Exclusivo: As armas e o plano para “matar 3 a 10 pessoas” num atentado na Faculdade de Ciências em Lisboa

22 jul, 20:49

Os detalhes do plano de ataque pensado por João, conforme constam da acusação, a que a CNN Portugal e a TVI tiveram acesso

A investigação considera que a decisão final de praticar um ataque homicida-suicida na Universidade de Lisboa foi tomada a 18 de janeiro. João, natural da Batalha mas que vivia num quarto num apartamento arrendado nos Olivais, em Lisboa, montou um mural de recortes com imagens violentas junto à cabeceira da cama, retiradas a partir de uma banda desenhada “Mangá”, com o desejo de que depois do ataque na universidade esse mural acabasse por ser exibido ao público, nas notícias – conforme contou a um utilizador do Discord.

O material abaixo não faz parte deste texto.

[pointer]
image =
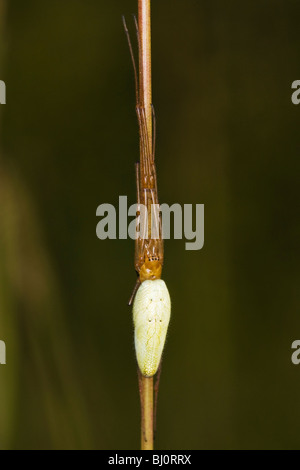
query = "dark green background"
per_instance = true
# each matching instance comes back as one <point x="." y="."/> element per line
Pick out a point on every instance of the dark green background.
<point x="228" y="137"/>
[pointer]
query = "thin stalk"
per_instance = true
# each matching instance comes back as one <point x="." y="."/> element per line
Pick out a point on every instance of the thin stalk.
<point x="144" y="21"/>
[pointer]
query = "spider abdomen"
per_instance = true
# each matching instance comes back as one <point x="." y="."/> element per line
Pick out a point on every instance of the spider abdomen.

Adquiriu uma besta e 25 virotões; cinco facas, cinco isqueiros, dois maçaricos, duas latas de gás em spray, quatro latas de combustível, duas latas de gás butano, três garrafas em vidro com mistura inflamável e um arranca pregos. Descreveu tudo em mensagens com utilizadores do Discord, tal como os pormenores do plano. 

Comprou as latas de gás numa loja de produtos chineses nos Olivais e as armas no OLX e numa loja de caça em Lisboa. Arranjou ainda uma mala de viagem e uma mochila para transportar todas as armas e artigos até à universidade. 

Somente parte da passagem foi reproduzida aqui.